Configuration

The Aloud TTS plugin offers a variety of settings to customize your text-to-speech experience. You can access them by navigating to Settings → Aloud Text To Speech.

General Settings

These settings control the core behavior of the plugin.

TTS Provider: Choose the text-to-speech service you want to use. Each provider offers different voices and pricing. Supported providers include OpenAI, Google Gemini, ElevenLabs, Inworld, many other TTS providers, and any OpenAI-compatible API.
Playback Speed: Adjust the default playback speed. The default is 1.0x. This can also be adjusted from the player UI.
Audio Folder: The directory in your vault where exported audio files are saved. The default is aloud/.

Cache Settings

These settings control the audio cache behavior.

Cache Storage:
- Device: (Default) Stores audio on your local device’s storage (IndexedDB).
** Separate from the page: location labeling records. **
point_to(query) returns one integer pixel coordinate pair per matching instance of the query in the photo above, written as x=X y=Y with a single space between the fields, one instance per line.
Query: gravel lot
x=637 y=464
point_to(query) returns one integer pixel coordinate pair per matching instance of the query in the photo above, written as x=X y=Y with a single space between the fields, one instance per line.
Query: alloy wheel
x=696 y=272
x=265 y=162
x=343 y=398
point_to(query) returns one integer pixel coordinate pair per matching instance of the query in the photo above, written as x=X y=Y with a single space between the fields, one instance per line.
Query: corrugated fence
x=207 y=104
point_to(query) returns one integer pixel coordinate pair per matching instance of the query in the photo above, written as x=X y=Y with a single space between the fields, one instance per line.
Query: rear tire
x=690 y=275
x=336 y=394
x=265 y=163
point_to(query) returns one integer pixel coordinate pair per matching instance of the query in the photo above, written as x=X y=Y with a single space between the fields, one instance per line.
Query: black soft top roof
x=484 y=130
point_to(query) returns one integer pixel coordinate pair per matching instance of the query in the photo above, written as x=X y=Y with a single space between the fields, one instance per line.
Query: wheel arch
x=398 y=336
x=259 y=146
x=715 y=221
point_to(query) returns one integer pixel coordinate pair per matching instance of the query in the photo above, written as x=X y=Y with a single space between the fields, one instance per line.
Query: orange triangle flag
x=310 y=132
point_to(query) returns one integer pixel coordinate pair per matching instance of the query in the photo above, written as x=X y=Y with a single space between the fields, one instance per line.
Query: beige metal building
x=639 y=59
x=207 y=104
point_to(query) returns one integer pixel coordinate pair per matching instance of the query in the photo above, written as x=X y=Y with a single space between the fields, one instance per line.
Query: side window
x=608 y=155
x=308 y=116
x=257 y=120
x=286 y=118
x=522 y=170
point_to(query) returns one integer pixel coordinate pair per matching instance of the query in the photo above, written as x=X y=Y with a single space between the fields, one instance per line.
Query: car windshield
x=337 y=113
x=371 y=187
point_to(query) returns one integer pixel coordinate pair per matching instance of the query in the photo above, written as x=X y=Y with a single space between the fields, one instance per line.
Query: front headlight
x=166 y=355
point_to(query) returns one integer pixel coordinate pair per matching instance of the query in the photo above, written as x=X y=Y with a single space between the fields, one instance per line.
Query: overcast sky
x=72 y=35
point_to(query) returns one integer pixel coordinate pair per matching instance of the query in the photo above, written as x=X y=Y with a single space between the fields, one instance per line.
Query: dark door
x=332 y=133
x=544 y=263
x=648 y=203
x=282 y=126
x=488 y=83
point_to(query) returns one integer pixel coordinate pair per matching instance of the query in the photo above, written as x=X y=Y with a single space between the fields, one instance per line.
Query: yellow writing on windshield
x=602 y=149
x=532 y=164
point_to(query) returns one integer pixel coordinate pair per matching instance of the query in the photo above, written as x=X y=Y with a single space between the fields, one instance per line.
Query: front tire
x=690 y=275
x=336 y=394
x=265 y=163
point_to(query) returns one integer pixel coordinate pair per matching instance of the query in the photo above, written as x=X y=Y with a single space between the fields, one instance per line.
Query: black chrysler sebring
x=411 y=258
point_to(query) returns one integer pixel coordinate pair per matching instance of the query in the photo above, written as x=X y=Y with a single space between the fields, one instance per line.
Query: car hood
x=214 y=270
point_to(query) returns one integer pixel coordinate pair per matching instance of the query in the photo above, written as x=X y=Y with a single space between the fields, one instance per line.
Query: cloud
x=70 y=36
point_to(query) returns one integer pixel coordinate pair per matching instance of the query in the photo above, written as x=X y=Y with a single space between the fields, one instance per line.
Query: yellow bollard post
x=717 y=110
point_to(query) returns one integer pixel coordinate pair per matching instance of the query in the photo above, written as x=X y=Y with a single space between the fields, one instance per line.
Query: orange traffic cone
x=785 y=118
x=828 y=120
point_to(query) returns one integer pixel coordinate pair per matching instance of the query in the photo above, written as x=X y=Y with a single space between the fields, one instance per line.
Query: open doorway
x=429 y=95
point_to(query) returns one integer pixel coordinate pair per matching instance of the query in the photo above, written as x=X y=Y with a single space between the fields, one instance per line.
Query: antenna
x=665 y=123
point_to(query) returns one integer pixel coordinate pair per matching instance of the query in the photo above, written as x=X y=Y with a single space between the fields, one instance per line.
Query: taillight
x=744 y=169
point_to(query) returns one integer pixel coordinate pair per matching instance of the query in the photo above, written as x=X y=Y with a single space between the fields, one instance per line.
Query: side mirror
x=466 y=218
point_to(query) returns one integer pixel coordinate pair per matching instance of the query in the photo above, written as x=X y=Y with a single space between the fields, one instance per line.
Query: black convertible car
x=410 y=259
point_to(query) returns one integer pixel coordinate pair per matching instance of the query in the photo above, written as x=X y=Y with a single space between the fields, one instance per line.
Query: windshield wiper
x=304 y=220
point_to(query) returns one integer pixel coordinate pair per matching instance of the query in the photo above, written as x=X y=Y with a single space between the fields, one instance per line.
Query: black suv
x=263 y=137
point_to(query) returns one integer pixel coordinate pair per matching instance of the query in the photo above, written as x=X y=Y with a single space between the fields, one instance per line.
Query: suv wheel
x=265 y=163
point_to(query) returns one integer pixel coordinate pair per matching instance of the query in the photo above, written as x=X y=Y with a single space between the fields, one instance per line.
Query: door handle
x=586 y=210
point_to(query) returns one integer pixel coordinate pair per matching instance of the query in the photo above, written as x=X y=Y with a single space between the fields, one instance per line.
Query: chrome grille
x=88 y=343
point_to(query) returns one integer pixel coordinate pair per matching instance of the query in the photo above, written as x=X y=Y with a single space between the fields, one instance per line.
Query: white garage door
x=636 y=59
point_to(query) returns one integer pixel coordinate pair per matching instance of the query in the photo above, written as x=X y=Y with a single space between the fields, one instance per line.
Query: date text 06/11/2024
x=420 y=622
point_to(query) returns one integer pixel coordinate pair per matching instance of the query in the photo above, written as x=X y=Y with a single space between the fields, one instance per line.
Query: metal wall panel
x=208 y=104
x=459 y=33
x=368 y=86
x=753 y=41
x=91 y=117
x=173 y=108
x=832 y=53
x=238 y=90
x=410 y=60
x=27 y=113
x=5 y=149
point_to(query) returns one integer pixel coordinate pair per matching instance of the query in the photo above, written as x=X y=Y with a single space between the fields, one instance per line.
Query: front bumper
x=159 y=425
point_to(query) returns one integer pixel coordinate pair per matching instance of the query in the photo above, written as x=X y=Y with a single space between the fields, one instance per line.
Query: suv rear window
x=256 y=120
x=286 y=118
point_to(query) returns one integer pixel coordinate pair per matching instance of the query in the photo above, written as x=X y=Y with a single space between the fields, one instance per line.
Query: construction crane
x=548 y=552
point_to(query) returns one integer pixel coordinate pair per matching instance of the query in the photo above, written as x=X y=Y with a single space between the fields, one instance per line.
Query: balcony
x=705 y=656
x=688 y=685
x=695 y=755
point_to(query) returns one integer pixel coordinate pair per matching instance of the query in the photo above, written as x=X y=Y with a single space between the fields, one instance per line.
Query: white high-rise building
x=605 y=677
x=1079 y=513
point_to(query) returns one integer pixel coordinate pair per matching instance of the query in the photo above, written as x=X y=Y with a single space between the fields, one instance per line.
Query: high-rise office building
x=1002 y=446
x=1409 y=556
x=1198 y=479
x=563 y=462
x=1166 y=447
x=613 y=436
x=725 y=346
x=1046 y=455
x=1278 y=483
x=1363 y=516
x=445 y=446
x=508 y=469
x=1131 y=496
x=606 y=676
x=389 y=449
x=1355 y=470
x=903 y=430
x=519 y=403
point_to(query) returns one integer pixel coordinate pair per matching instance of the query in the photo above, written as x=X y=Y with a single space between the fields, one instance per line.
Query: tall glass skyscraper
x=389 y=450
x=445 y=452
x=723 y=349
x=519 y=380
The cache is not synced across devices.
- Vault: Stores audio in a .tts folder inside your vault. This allows the cache to be synced, but increases your vault’s size.
Cache Duration: How long audio files are kept in the cache before being automatically deleted. The default is 7 days.

Provider Settings

Each TTS provider has its own specific settings. You only need to configure the provider you have selected.

OpenAI

API Key: Your API key from OpenAI.
Model: The TTS model to use (e.g., tts-1, tts-1-hd, gpt-4o-mini-tts).
Voice: The voice to use for playback.

Google Gemini

API Key: Your API key for the Gemini API.
Model: The Gemini model to use.
Voice: The voice to use for playback.

Hume AI

API Key: Your API key from Hume AI.
Voice: The Hume AI voice to use.

Inworld

API Key: Your Inworld API key (Basic Auth base64 format) from Inworld.
Model: The Inworld TTS model to use:
- Standard (inworld-tts-1)
- Max Quality (inworld-tts-1-max)
Voice: The Inworld voice to use. The voice list is loaded from the API after entering a valid API key.

OpenAI-Compatible API

For users who self-host a TTS service or use a third-party provider with an OpenAI-compatible API.

API Key: The API key for your service.
API Base URL: The URL of your API endpoint (e.g., http://localhost:8020/v1).
Model: The name of the model your service uses.
Voice: The name of the voice to use.

ElevenLabs

API Key: Your API key from ElevenLabs.
Model: One of the supported ElevenLabs TTS models (e.g., eleven_multilingual_v2, eleven_flash_v2.5).
Voice: The ElevenLabs voice ID to use.
Stability: Controls how stable/consistent the voice is (0–1).
Similarity Boost: Controls how closely the output matches the base voice (0–1).
Context Mode: Optionally include previous sentences for continuity.

Azure Speech Services

API Key: Your Azure Speech Services API key.
Region: Your Azure Speech resource region (e.g., eastus).
Voice: The Azure voice to use (e.g., en-US-JennyNeural).
Output Format: Select the desired audio format (e.g., MP3/WAV variants).

MiniMax

Use China Mainland Endpoint: Toggle this if you have an API key from the China mainland platform (platform.minimaxi.com). Leave disabled for the international platform (platform.minimax.io). API keys from one platform are not compatible with the other.
API Key: Your API key from MiniMax.
GroupId: Your MiniMax GroupId. This is required and is appended to requests as a ?GroupId= query parameter.
Model: One of: speech-2.6-hd, speech-2.6-turbo, speech-02-hd, speech-02-turbo, speech-01-hd, speech-01-turbo.
Voice: A supported voice id

Notes:

MiniMax operates two separate platforms with incompatible API keys:
- International (default): platform.minimax.io — higher minimum recharge (~$25)
- China Mainland: platform.minimaxi.com — lower entry cost
MiniMax integration currently uses non-streaming synthesis and returns mp3 decoded from hex.
Advanced options like language_boost, timbre_weights, or streaming are not yet exposed in settings.

AWS Polly

AWS Access Key ID: Your IAM access key with polly:SynthesizeSpeech and polly:DescribeVoices permissions.
AWS Secret Access Key: The corresponding secret key.
Region: The AWS region to use (e.g., us-east-1).
Voice: The Polly voice to use (e.g., Joanna).
Engine: Select neural (recommended where available) or standard.

Notes:

Keys are stored locally inside Obsidian’s plugin data. For best security, consider using a limited-permission IAM user.
The voice list is loaded from Polly when credentials and region are set.